Having talked myself through this just now, I wonder if, instead of pointing requests on that port number to the server-assigned IP, I should have pointed those requests back to the gateway's internal 192.168.1.1 IP and let the firmware handle the request from there as I had told DD-WRT the required information for the OpenVPN server.
06/08/2014 at 07:10 •
I dug an older PC and a few routers out and I will be setting up OpenVPN this week. Once the server is running, I'll start by making my laptop a client for testing. To be clear, I want the pocket router in my backpack to ultimately be the client and my trusted devices stay connected to the router.
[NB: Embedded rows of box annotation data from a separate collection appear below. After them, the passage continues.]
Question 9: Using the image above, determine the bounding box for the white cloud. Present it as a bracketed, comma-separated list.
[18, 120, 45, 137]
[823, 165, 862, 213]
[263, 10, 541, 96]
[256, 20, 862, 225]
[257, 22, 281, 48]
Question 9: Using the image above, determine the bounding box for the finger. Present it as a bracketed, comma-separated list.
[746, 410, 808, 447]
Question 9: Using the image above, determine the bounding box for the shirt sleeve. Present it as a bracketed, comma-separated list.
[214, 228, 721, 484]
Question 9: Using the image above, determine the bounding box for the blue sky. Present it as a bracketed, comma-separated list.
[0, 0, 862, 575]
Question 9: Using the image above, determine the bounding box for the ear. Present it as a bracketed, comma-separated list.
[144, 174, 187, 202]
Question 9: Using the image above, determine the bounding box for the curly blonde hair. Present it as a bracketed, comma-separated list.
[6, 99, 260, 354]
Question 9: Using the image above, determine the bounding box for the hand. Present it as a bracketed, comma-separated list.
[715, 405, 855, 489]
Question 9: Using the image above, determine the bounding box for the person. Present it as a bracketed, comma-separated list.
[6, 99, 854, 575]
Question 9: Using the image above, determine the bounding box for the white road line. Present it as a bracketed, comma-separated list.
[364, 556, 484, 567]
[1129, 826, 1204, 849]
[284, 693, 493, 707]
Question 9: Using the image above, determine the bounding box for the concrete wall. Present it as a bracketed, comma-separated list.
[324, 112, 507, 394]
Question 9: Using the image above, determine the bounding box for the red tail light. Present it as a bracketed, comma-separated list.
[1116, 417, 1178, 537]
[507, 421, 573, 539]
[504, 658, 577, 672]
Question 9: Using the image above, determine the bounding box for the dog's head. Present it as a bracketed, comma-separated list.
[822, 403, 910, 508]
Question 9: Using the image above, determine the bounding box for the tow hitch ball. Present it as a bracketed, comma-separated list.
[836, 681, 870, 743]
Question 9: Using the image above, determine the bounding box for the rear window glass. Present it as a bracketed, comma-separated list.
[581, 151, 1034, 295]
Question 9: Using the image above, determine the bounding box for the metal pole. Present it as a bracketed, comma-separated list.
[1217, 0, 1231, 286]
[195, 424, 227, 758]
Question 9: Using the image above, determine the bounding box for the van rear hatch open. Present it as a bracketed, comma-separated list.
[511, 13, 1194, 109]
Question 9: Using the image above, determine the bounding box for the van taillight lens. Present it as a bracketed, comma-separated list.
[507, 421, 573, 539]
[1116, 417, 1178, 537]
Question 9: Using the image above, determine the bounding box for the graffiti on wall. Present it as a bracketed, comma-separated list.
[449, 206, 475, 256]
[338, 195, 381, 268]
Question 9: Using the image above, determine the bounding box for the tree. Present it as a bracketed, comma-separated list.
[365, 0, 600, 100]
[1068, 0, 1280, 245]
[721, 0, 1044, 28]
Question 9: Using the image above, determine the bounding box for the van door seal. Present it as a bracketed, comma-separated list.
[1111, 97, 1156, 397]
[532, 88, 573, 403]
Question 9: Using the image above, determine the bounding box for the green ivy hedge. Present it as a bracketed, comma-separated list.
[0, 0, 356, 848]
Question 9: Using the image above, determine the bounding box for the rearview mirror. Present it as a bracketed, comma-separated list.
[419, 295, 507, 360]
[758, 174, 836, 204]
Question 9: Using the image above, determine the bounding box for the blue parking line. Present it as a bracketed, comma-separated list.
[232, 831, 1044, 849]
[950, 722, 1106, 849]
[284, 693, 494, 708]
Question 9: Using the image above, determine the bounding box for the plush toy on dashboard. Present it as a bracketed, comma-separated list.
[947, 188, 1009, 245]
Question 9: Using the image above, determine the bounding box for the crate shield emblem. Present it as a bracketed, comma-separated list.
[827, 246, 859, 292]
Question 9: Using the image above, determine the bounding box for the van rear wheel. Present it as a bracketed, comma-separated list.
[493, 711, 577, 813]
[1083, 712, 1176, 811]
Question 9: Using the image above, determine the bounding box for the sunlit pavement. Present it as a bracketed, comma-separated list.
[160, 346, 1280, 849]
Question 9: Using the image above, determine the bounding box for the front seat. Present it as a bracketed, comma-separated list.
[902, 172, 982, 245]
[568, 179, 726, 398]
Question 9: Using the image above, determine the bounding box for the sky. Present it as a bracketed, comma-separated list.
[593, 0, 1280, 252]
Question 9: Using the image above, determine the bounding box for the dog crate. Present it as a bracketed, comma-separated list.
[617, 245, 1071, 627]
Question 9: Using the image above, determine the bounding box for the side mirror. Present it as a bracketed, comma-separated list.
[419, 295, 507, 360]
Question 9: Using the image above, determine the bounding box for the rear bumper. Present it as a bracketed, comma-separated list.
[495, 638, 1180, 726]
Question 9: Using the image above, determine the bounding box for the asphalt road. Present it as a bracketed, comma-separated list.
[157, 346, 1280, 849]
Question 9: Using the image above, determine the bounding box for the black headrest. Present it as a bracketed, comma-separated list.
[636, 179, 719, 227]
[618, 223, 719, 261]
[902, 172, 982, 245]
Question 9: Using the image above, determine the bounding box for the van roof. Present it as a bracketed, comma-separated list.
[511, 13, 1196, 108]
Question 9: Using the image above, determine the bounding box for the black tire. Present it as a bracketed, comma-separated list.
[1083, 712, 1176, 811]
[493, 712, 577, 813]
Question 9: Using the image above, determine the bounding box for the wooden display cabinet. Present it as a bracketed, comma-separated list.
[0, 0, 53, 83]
The workspace you see tends to explode out of the backpack on the right for now but the final solution will stay in the backpack 24/7. Read: tidy.
edit: This was my lunch break, please excuse the food at my desk.
I'm also looking into giving the router it's own 3G/4G connection via Sprint but Sprint is such fail in my community that I may just cross that bridge further down the line.
04/03/2014 at 07:49 •
So here's the deal. Up until this point I've flashed the firmware to OpenWRT, added ExtRoot to put the filesystem on an attached USB drive formatted to ext4, and added support for the ALFA adapter as Radio1. I've tried to keep a journal via readme.txt in the folder on my computer where I store all the firmware backups which I make every time I change ANYTHING. I got it to connect to my home network via Radio1 as a client, and pipe data through to Radio0 as a master. It stayed alive indefinitely and all was good. But at work, where we have guest WiFi, it only stays alive for a few minutes and then becomes unresponsive. Part of that problem (I think) is in the Guest WiFi because my phone has similar problems where it will remain connected to the AP but no data passes through.
If anyone here has exhaustive experience with OpenWRT, I'd love to hear from you for your insight and ideas.